Hacker News new | ask | show | jobs
by Yolta 1480 days ago
Main Keyoxide dev here. That's an interesting suggestion, could be very useful! I don't have much experience with Open VSX or VS Code Marketplace. Do they have APIs for accounts?
2 comments

I'm not affiliated with either, but from looking at some of the extension pages on Open VSX it appears they use GitHub accounts exclusively for publishers—so that part is already handled by the existing GitHub/Keyoxide integration. For VS Code Marketplace, the publisher pages do include a description section which could be used for the identity proof but there doesn't seem to be a (documented) REST API.
Hi there, I took a look at your site home page and docs, and still can't figure out what it is, or why someone would want to use it. Do you have a link to a 10,000 foot overview / simple use-case explanation, for a short-bus person such as myself?
Good overview is here: https://docs.keyoxide.org/getting-started/what-is-keyoxide/

From that page:

"Keyoxide allows you to prove "ownership" of accounts on websites, domain names, IM, etc., regardless of your username.

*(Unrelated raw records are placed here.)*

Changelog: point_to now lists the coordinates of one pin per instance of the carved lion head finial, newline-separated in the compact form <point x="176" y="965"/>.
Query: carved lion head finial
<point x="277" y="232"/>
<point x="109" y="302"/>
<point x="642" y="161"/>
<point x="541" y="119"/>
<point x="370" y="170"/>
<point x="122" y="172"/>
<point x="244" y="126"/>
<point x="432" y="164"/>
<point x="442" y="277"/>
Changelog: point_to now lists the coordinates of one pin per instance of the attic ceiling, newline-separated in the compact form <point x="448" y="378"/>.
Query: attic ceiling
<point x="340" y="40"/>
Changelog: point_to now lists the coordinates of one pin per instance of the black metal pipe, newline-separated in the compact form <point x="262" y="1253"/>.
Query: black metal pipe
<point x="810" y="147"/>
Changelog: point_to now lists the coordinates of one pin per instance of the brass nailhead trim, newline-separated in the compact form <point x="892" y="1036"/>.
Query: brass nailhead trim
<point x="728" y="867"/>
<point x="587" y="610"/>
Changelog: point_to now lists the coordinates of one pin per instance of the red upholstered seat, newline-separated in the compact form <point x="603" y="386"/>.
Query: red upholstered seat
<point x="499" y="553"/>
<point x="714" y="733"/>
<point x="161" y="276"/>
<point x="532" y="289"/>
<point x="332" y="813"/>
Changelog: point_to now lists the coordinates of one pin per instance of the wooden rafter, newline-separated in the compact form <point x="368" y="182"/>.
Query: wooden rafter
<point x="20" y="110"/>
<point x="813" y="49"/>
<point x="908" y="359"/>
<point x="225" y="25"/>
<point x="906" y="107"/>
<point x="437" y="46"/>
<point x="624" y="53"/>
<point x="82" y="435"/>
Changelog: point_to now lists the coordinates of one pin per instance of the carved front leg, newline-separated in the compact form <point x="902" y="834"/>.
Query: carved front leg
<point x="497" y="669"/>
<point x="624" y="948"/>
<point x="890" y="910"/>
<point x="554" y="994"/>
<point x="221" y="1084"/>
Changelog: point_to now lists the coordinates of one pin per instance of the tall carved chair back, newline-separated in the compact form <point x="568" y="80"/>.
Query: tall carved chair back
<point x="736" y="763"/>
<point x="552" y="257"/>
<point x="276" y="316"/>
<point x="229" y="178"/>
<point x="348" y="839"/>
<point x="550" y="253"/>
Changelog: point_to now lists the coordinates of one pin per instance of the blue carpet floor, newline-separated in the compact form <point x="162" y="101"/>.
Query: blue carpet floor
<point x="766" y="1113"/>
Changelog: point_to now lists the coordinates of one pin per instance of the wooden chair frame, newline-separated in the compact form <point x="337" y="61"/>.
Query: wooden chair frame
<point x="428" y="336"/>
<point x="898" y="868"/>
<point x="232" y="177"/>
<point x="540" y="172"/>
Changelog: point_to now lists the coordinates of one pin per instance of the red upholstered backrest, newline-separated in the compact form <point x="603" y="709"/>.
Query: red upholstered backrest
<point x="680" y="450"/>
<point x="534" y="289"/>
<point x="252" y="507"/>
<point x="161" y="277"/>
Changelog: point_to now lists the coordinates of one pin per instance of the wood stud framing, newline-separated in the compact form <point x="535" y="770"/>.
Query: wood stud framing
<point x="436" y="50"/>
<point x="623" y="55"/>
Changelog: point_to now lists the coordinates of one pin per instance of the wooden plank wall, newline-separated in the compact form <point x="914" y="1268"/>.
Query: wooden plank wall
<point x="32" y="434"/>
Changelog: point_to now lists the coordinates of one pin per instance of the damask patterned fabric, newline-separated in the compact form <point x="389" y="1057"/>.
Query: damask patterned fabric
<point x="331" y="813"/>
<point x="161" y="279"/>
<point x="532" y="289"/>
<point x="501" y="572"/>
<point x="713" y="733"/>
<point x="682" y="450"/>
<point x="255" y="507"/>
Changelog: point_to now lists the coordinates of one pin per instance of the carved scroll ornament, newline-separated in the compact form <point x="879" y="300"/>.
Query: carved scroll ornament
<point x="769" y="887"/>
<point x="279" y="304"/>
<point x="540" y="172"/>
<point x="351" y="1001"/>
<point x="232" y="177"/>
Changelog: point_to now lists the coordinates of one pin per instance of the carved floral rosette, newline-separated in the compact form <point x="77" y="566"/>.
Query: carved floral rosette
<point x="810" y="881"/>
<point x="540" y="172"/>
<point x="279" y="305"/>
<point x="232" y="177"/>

That last part is important: you could, for example, be 'alice' on Lobste.rs, but '@alice24' on Twitter. And if your website is 'thatcoder.tld', how are people supposed to know that all that online property is yours?

Of course, one could opt for full anonymity! In which case, keep these properties as separated as possible.

But if you'd like these properties to be linked and, by doing so, establish an online identity, you'll need a clever solution.

Enter Keyoxide.

When you visit someone's Keyoxide profile and see a green tick next to an account on some website, it was proven beyond doubt that the same person who set up this profile also holds that account."

Thank you. That's easy enough to understand, even for me ;-) The only piece that might use a bit more illumination, is what kind of people are likely to use Keyoxide to check on your proof of ownership once you've set it up, and why they would do so.